A BALANÇA DA JUSTIÇA NÃO PODE PENDER PARA OS LADOS.

 

Independentemente de nomes e funções, a lição jurídica é no sentido de que “A balança da Justiça não pode pender para os lados”. Isso implica dizer que a Justiça deve ser imparcial, equilibrada e equitativa.

Não podem os aplicadores da lei usar ao seu alvedrio o sistema legal, posto que devam agir sem favoritismo ou preconceito, tratando todas as partes envolvidas em um processo de forma igual, ou seja, igualdade de tratamento.  

Os símbolos da Justiça têm significados. Apenas os ignorantes e soberbos desmerecem o valor e a importância dos símbolos que advertem para o certo e o errado.

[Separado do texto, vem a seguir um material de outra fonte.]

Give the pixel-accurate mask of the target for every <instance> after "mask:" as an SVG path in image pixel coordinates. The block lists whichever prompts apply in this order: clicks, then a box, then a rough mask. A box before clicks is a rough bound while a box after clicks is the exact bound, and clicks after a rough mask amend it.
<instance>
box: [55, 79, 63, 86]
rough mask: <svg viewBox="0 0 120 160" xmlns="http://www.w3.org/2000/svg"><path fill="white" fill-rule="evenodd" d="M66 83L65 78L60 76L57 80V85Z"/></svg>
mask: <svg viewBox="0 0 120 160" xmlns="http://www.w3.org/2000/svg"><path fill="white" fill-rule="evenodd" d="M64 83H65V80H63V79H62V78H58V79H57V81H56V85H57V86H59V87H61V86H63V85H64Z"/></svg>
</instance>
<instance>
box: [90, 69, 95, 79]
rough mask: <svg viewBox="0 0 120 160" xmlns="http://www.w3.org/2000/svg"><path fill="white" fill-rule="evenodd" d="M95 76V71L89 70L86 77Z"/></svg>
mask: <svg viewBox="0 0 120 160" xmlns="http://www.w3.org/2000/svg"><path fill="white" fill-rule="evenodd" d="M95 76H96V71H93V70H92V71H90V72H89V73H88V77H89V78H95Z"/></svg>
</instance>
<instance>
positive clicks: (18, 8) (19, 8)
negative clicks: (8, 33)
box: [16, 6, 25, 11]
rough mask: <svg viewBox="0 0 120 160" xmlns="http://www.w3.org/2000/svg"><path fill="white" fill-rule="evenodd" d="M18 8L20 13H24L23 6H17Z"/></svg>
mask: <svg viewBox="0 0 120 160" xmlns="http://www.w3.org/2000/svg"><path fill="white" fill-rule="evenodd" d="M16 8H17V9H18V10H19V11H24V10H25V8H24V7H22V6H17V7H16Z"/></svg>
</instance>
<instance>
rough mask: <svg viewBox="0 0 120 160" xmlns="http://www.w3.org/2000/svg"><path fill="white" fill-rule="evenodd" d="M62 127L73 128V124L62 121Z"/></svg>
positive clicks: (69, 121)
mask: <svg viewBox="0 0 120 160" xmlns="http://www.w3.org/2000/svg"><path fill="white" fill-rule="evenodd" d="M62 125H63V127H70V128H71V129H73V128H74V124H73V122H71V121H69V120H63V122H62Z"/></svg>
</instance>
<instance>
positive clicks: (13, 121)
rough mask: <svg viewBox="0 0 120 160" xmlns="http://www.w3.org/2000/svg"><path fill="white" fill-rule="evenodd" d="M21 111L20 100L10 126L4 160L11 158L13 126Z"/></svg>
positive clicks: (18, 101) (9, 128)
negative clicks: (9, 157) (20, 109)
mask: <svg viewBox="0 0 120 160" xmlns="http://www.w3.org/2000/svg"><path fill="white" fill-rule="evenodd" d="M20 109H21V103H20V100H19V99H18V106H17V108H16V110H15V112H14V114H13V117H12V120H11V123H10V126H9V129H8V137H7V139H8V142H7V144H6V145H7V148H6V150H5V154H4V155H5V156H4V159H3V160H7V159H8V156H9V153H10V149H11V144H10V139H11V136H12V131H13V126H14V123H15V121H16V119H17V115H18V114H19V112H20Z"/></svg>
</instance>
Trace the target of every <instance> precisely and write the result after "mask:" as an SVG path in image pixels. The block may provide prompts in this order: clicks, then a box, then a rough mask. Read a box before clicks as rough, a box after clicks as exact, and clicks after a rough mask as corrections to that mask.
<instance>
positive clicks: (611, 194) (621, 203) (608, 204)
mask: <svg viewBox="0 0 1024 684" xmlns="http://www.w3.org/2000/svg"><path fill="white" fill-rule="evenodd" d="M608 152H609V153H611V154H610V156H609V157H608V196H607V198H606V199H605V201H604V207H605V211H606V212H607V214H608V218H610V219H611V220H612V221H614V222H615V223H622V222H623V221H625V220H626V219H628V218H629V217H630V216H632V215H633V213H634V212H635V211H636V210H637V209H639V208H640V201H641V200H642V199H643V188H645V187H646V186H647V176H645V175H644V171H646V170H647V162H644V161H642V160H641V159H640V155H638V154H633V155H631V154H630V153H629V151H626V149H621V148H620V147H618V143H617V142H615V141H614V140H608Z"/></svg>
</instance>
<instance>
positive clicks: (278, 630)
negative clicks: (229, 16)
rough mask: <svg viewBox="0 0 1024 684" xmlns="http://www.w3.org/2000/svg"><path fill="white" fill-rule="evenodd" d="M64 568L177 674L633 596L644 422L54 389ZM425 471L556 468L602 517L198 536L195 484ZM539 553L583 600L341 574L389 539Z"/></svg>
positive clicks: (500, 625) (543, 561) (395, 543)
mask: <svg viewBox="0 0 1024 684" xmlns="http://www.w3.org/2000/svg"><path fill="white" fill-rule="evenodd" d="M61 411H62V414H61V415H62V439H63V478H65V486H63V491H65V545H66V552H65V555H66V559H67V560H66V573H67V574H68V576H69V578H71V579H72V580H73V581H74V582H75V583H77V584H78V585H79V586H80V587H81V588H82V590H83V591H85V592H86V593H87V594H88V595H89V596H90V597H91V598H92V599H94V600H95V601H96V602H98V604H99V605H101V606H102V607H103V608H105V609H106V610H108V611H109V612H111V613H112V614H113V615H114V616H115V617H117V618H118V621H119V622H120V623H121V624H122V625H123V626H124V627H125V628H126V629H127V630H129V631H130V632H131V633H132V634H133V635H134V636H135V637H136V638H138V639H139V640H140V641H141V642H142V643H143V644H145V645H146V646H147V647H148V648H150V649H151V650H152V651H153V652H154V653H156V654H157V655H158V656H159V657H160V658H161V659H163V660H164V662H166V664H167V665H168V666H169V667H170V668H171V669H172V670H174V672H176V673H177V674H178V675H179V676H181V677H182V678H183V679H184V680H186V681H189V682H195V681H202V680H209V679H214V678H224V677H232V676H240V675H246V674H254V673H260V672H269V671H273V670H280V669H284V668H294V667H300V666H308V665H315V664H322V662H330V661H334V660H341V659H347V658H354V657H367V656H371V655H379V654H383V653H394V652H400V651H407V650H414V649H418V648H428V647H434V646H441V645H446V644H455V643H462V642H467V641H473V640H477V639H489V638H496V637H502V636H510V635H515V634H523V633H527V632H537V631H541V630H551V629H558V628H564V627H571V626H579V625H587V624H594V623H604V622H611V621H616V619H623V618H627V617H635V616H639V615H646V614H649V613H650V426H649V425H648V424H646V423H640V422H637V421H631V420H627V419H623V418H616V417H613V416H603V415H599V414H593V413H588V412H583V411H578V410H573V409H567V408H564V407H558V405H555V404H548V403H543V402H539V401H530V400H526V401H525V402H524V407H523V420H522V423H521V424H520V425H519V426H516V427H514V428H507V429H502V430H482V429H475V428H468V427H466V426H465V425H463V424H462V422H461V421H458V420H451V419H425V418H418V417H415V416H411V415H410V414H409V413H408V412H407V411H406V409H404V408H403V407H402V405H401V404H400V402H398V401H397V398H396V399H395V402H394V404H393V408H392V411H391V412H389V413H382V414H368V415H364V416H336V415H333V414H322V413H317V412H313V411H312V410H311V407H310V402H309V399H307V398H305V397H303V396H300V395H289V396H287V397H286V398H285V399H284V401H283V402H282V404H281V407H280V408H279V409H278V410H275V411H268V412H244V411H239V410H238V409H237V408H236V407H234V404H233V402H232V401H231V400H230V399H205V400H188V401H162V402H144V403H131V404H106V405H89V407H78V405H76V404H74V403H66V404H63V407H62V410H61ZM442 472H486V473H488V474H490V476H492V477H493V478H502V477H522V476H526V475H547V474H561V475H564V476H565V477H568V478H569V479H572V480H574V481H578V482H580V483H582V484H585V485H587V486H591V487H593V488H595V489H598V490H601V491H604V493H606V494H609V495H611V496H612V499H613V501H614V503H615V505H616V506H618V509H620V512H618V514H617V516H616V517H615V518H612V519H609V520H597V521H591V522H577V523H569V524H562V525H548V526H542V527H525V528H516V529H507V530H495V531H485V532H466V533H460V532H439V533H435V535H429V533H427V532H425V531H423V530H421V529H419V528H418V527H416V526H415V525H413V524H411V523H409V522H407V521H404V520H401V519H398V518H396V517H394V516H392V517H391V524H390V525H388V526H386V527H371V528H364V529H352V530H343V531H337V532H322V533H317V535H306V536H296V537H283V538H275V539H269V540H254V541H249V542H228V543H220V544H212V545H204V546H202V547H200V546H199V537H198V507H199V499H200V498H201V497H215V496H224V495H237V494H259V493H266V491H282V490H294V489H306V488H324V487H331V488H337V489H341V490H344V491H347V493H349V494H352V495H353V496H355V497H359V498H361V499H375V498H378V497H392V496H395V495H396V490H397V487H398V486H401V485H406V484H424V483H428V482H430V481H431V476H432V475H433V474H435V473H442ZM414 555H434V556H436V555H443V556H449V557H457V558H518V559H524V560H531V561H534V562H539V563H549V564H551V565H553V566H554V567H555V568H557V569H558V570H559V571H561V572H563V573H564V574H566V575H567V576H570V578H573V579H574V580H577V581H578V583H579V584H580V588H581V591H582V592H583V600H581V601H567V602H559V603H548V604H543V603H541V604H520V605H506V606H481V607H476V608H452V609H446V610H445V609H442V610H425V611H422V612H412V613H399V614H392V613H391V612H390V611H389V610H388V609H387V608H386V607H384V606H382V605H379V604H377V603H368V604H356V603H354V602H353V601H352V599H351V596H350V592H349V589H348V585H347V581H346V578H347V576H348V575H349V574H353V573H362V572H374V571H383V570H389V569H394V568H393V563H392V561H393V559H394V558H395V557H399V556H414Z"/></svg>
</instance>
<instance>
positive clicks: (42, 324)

A balança representa a necessidade de ponderar cuidadosamente os dois lados de uma disputa; simboliza a equidade e o equilíbrio que devem prevalecer em um julgamento, sem que um lado seja mais “pesado” que o outro devido a fatores externos. Os dois pratos da balança indicam que todas as partes devem ser ouvidas antes de qualquer veredito, reforçando o princípio da ampla defesa e do contraditório.

A espada, geralmente empunhada por figuras como Têmis ou Justitia, simboliza o poder de execução; serve para mostrar a força necessária para garantir que as decisões judiciais sejam cumpridas; e representa a firmeza e a rapidez com que o Direito deve agir para corrigir injustiças. Historicamente, a espada é um símbolo de autoridade, mas, no Direito, ela é equilibrada pela presença da balança, indicando que a força deve ser aplicada de forma justa e proporcional.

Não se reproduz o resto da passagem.